Dopo l’utero setto l'utero bicorne è la più frequente malformazione uterina. Questa anomalia dipende da un’incompleta fusione dei due corni di Muller che, a sua volta, provoca una duplicazione della cavità uterina.

Invece la vagina, il collo uterino e gli altri organi genitali sono presenti in un unico esemplare, così com’è fisiologicamente normale. Nell’utero bicorne la parte superiore è divisa in due corni separati, uniti in basso dove confluiscono in un unico collo. Rispetto all'utero setto è coinvolta anche la parte esterna (mentre il setto coinvolge solo l'interno della cavità).

Questa malformazione non è causa d'infertilità ma rende più probabile un aborto spontaneo e soprattutto un parto prematuro, perché le due cavità uterine sono più piccole. Si calcola che la probabilità di dare alla luce un bambino vivo sia del 60%.

E’ il ginecologo a sospettare la presenza di un utero bicorne con una normale visita, ma la diagnosi precisa può essere fatta solo tramite una isteroscopia o una laparoscopia. E’ consigliabile, in presenza di utero bicorne, un intervento chirurgico correttivo (metroplastica) tramite il quale le due cavità vengono riunite.

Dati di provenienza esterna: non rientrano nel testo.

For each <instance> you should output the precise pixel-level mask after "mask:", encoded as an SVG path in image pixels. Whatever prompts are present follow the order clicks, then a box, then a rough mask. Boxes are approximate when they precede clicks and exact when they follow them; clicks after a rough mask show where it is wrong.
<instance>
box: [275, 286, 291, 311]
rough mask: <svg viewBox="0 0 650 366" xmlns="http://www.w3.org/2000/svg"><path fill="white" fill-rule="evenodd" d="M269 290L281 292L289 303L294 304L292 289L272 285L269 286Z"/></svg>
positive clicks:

Durante la gravidanza, invece, è opportuno il cosiddetto “ cerchiaggio” del collo dell'utero, che consiste nel serrare l’apertura del collo dell’utero in vagina per evitare che si dilati a seguito dell’aumento del volume e della pressione interni all’utero stesso.

In maniera simile a quanto avviene per l’utero doppio (o didelfo), questa anomalia non compromette la fertilità, ma causa spesso aborti per la prematura espulsione del feto: la scarsa elasticità dell’utero, infatti, non gli permette di dilatarsi all’aumento di volume del feto stesso, man mano che la gestazione procede.